Geometry is valued for its extensive usefulness, but has been most admired for its evidence; mathematical demonstration being such as has been always supposed to put an end to dispute, leaving no place for doubt or cavil. It acquired this character by the great care of the old writers, who admitted no principles but a few self-evident truths, and no demonstrations but such as were accurately deduced from them. The science being now vastly enlarged, and applied with success to philosophy and the arts, it is of greater importance than ever that its evidence be preserved perfect. But it has been objected on several occasions, that the modem improvements have been established for the most part upon new and exceptionable maxims, of too abstruse a nature to deserve a place amongst the plain principles of the ancient geometry: and some have proceeded so far as to impute false reasoning to those authors who have contributed most to the late discoveries, and have at the same time been most cautious in their manner of describing them.
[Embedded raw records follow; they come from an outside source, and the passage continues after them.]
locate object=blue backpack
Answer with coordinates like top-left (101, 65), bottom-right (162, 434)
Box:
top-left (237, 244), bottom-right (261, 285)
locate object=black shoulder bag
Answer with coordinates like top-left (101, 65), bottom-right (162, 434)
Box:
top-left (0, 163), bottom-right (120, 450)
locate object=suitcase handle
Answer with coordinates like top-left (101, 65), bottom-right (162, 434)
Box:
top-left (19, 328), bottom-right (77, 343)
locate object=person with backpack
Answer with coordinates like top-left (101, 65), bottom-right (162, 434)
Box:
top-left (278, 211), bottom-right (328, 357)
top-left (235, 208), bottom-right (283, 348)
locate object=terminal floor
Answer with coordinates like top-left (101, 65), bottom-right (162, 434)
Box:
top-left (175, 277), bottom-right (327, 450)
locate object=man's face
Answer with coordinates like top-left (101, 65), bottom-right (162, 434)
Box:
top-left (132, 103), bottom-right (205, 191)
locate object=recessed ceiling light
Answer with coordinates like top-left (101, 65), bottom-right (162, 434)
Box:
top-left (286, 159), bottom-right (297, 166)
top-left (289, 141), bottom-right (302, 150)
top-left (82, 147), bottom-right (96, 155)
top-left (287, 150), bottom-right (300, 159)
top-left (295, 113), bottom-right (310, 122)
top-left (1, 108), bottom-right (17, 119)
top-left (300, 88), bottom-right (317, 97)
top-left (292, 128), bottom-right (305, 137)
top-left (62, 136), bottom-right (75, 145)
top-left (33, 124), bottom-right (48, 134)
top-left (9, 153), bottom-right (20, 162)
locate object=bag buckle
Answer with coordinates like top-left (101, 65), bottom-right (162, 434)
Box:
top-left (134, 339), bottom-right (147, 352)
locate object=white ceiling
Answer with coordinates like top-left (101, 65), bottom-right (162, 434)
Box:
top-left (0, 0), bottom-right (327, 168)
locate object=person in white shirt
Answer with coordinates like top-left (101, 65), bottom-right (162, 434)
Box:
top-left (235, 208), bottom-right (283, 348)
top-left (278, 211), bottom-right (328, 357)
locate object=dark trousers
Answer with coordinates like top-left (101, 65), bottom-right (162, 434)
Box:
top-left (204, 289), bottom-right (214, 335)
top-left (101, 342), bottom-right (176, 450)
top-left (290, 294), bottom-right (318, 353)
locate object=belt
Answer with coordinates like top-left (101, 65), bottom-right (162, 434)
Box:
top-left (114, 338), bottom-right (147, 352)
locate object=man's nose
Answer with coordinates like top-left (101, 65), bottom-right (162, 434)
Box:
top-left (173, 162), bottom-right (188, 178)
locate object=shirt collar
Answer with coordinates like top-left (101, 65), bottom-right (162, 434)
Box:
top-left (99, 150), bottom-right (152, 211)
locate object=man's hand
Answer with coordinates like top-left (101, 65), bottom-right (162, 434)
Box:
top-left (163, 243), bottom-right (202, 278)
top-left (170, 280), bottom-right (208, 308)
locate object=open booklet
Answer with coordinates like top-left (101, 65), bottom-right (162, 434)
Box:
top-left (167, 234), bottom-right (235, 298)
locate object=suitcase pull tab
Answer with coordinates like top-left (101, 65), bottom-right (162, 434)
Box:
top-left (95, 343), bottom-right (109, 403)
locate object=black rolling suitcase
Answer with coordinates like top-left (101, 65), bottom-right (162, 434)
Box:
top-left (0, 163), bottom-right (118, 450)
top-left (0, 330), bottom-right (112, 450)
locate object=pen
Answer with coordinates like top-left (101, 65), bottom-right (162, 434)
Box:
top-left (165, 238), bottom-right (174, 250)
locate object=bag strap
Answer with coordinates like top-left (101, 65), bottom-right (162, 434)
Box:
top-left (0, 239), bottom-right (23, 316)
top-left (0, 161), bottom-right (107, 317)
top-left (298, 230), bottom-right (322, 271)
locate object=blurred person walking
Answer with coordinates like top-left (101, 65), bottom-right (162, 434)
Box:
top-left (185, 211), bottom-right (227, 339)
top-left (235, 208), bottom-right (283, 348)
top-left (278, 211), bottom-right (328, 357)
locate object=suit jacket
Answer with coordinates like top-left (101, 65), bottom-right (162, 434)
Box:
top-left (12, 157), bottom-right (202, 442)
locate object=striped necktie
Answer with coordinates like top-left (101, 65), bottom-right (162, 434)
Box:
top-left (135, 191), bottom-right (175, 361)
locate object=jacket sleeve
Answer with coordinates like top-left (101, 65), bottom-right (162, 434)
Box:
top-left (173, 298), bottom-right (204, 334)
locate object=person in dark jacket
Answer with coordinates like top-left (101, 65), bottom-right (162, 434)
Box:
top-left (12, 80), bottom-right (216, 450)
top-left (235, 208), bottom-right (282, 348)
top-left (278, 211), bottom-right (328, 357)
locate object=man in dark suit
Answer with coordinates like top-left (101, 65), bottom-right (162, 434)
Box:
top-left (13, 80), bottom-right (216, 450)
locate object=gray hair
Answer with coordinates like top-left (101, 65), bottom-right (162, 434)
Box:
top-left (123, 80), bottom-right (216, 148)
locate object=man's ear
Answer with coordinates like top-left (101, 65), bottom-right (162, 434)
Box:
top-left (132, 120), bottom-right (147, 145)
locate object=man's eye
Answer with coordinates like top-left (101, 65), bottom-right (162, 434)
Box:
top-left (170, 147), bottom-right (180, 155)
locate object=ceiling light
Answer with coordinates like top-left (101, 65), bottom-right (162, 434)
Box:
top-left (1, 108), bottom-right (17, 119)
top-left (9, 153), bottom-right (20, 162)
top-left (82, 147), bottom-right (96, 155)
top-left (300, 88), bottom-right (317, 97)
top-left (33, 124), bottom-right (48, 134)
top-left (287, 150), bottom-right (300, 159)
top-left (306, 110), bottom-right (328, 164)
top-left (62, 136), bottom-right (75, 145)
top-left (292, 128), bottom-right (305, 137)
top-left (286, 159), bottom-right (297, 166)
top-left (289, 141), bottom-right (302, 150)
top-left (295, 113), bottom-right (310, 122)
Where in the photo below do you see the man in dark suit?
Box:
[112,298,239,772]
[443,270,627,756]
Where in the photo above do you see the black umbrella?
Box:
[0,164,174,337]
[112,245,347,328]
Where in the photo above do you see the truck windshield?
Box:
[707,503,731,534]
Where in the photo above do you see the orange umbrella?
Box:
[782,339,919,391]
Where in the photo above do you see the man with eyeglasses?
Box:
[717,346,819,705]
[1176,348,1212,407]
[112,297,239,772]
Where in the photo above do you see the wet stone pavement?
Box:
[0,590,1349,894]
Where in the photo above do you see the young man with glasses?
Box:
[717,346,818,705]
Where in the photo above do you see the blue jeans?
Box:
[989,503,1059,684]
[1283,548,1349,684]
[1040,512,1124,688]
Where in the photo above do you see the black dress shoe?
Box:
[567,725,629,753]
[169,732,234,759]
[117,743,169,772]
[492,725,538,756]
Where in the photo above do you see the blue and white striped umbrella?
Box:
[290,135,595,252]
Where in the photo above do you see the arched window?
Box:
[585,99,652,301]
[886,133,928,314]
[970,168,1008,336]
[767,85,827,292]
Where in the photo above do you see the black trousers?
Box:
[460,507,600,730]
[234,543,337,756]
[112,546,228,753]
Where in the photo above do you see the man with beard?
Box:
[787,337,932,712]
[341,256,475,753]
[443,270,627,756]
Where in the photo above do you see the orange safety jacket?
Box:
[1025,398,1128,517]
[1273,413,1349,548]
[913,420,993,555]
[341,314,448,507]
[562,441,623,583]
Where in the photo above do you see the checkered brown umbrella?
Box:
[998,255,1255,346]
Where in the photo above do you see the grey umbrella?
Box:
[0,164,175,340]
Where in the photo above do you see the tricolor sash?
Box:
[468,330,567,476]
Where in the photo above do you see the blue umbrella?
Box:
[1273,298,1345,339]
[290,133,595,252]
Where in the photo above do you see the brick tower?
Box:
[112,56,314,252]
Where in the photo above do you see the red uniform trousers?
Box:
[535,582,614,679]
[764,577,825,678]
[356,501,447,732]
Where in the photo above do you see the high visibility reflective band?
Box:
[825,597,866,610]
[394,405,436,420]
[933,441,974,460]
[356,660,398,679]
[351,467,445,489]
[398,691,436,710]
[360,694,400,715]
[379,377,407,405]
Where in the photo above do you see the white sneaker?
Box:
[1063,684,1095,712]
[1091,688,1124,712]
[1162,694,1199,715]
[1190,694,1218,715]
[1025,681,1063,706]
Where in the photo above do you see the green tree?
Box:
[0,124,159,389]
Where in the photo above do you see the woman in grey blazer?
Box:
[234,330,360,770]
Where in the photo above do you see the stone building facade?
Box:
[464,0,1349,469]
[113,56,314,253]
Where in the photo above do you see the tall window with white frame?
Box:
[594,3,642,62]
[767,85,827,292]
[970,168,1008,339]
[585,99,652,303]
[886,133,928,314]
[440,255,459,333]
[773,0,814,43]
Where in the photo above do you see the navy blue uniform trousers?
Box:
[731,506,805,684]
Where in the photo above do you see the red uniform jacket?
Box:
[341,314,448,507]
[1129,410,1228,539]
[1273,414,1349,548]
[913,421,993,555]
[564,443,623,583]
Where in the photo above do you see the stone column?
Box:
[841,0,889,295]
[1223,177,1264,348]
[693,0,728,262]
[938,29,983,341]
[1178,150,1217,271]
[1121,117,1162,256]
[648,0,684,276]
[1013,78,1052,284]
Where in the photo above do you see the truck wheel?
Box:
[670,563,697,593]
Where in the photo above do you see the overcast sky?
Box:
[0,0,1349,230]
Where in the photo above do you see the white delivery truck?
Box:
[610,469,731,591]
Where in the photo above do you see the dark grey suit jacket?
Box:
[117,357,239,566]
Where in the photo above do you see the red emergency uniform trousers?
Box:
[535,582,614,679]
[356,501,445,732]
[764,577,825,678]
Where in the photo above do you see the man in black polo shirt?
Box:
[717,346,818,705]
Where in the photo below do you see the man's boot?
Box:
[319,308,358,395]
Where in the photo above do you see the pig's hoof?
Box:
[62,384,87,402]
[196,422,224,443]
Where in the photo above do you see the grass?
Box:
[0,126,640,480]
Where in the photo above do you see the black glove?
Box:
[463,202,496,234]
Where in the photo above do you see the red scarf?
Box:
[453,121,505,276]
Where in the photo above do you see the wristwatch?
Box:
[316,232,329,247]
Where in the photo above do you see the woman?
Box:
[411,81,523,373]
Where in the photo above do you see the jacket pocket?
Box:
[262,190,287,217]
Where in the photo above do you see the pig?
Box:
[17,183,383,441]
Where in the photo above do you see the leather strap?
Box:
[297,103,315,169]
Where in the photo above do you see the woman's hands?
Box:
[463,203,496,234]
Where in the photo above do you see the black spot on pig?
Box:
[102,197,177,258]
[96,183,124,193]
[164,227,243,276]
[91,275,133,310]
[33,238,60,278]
In the method of indivisibles, lines were conceived to be made up of points, surfaces of lines, and solids of surfaces; and such suppositions have been employed by several ingenious men for proving the old theorems, and discovering new ones in a brief and easy manner. But as this doctrine was inconsistent with the strict principles of geometry, so it soon appeared that there was some danger of its leading them into false conclusions: therefore others, in the place of indivisible, substituted infinitely small divisible elements, of which they supposed all magnitudes to be formed; and thus endeavoured to retain, and improve, the advantages that were derived from the former method for the advancement of geometry. After these came to be relished, an infinite scale of infinites and infinitesimals (ascending and descending always by infinite steps) was imagined and proposed to be received into geometry, as of the greatest use for penetrating into its abstruse parts. Some have argued for quantities more than infinite; and others for a kind of quantities that are said to be neither finite nor infinite, but of an intermediate and indeterminate nature.

This way of considering what is called the sublime part of geometry has so far prevailed, that it is generally known by no less a title than the Science, Arithmetic, or Geometry of infinites. These terms imply something lofty, but mysterious; the contemplation of which may be suspected to amaze and perplex, rather than satisfy or enlighten the understanding, in the prosecution of this science; and while it seems greatly to elevate geometry, may possibly lessen its true and real excellency, which chiefly consists in its perspicuity and perfect evidence; for we may be apt to rest in an obscure and imperfect knowledge of so abstruse a doctrine, as better suited to its nature, instead of seeking for that clear and full view we ought to have of geometrical truth; and to this we may ascribe the inclination which has appeared of late for introducing mysteries into a science wherein there ought to be none.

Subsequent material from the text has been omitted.